The top U.S. ground commander in Iraq was at the end of his briefing — and at the end of his rope.
Lt. Gen. Stephen Townsend, commander of Combined Joint Task Force Operation Inherent Resolve, had just fielded questions from the Pentagon press corps for 45 minutes Tuesday, and he felt it was time to inject a little moral clarity into the conversation.
Townsend, in an audio briefing piped in from Baghdad, has just conceded that there was “a fair chance” that a U.S. airstrike played a role in the deaths of more than 100 Iraqi civilians when a building, or buildings, collapsed on a narrow Mosul street in the midst of some of the most demanding house-to-house, door-to-door urban combat since World War II.
But he thought the reporters, with their single-minded focus on why the American-led air campaign, touted as the most accurate in the history of warfare, had taken the lives of innocent civilians including women, children and babies, was missing the bigger picture: They weren’t targeting civilians, the Islamic State is.
And so the three-star general let out his frustration over the tone of the questioning. “[It’s] a little disappointing to me that all the questions were about our airstrikes, and our process, and our decisions,” Townsend said, beginning his lecture to Pentagon reporters.
“If these innocents were killed by the coalition, it was an unintentional accident of war, and ISIS is slaughtering Iraqis and Syrians on a daily basis,” Townsend said. “ISIS is cutting off heads. ISIS is shooting people, throwing people from buildings, burning them alive in cages and they are making the video record to prove it. This has gotta stop. This evil has gotta be stamped out. And in my mind any responsibility for any civilian deaths, the moral responsibility for civilian deaths in Iraq and Syria belongs to ISIS.”

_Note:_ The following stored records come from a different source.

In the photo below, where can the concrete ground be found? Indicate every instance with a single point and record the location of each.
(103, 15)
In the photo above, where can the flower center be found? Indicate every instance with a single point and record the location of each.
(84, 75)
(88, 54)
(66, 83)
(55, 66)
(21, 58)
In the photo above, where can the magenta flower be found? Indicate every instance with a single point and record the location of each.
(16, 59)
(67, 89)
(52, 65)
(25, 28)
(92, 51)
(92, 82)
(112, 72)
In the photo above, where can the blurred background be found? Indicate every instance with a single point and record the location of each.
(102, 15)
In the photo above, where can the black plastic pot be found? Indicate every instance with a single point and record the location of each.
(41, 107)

“I’ll close with that,” he said.
Townsend had spent his entire briefing trying to paint a picture for the media about the complexites of urban combat in west Mosul, which he described as an “urban canyon, very dense, claustrophobically-close terrain, with streets so narrow that tanks can’t accompany the troops in the attack.”

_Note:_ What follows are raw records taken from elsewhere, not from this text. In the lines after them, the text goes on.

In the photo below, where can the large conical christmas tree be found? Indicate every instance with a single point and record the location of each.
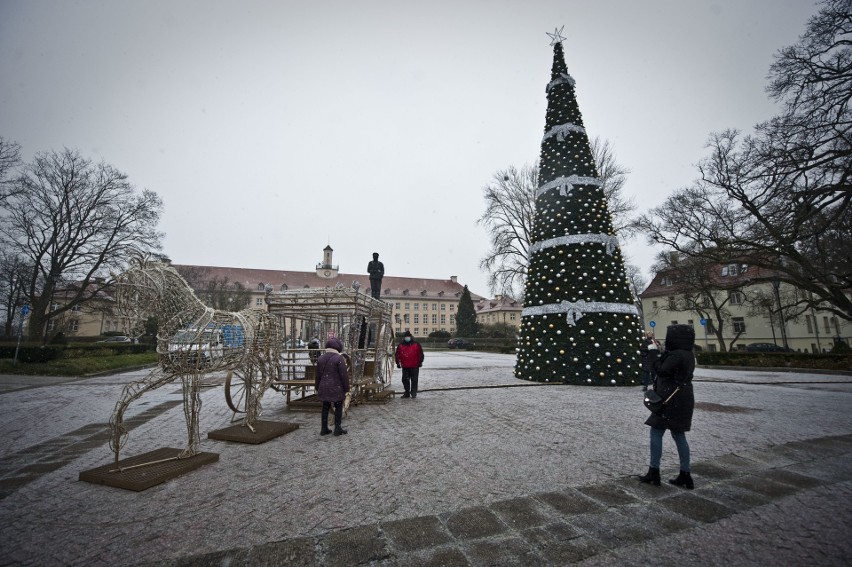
(579, 324)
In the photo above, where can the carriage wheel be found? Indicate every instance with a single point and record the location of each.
(236, 391)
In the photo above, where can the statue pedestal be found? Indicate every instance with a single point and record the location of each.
(263, 432)
(148, 469)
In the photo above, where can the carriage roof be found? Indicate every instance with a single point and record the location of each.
(322, 302)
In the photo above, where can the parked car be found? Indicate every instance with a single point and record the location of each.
(766, 347)
(117, 339)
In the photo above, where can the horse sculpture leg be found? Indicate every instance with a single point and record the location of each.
(191, 409)
(133, 391)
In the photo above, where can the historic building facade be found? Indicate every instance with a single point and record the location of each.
(756, 308)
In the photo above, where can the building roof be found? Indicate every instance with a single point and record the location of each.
(722, 276)
(499, 303)
(392, 286)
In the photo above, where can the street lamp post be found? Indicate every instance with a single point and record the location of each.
(776, 284)
(24, 311)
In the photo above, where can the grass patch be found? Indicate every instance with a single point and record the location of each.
(79, 366)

It was this kind of situation, Townsend implied, that Iraqi troops faced March 17, taking fire from heavy weapons in a building and facing a massive truck bomb that could take out their position on a Mosul street in one horrific instant.

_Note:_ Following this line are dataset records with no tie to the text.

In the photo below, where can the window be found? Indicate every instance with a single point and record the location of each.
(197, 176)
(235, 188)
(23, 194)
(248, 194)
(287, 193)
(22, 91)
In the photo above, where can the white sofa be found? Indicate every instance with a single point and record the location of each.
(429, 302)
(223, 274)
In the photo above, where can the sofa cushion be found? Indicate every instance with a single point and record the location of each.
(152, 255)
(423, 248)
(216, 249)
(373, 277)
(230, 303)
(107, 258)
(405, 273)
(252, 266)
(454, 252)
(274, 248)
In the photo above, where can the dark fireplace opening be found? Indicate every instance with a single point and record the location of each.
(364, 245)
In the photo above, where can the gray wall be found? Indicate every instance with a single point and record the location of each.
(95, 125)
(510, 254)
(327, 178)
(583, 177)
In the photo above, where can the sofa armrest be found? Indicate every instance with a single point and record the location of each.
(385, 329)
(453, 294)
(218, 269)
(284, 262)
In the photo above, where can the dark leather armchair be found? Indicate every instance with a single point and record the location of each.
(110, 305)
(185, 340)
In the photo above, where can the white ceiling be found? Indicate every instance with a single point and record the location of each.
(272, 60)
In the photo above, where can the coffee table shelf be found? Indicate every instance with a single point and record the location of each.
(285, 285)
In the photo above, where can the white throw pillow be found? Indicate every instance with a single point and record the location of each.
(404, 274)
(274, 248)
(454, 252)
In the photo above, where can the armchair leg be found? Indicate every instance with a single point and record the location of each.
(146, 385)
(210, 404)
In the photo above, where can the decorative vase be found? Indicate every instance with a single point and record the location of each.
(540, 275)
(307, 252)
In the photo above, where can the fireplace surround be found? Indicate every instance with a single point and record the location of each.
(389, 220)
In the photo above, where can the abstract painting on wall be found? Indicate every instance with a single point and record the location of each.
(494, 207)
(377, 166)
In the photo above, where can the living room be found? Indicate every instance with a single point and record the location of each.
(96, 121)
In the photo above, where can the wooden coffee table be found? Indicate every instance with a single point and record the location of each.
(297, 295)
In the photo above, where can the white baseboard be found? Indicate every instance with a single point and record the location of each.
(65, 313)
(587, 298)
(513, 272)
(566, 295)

“Imagine a VBIED [vehicle-borne improvised explosive device] barreling down on a forward-deployed unit,” Townsend said. “This armored VBIED is hurtling at them and you may have as few as 20 to 30 seconds to make a decision, or less.” And he added for emphasis, “Our [U.S.] advisers might not be too far behind them.
“This is why this is not a war crime to accidentally kill civilians,” Townsend said. “It’s unfortunate, but it’s not a crime because these soldiers have to make these decisions in seconds sometimes, in circumstances you cannot imagine unless you experienced them.”
Townsend said his gut tells him that the U.S. strike probably played a role in the deaths, but he places the blame on ISIS, who he says have cruelly used civilians as human shields.
“The Iraqi counterterrorism service reported they found two houses rigged to blow and filled with hostages: 45 in one house 25 in another,” Townsend said. “They managed to defuse the explosives and release the hostages without harm.”
In this latest case, Townsend said there are three theories of what caused the tragedy: a direct hit on the building, a blast from hitting the truck bomb nearby, or explosives rigged by ISIS, or perhaps a combination of the three.
But in any event, Townsend said the blame is clear:
“Our enemy, ISIS, are evil and murderous butchers, engaged in purposeful and mass slaughter,” Townsend said. “There are countless mass graves surrounding Mosul. ISIS put those bodies in there, not the coalition.”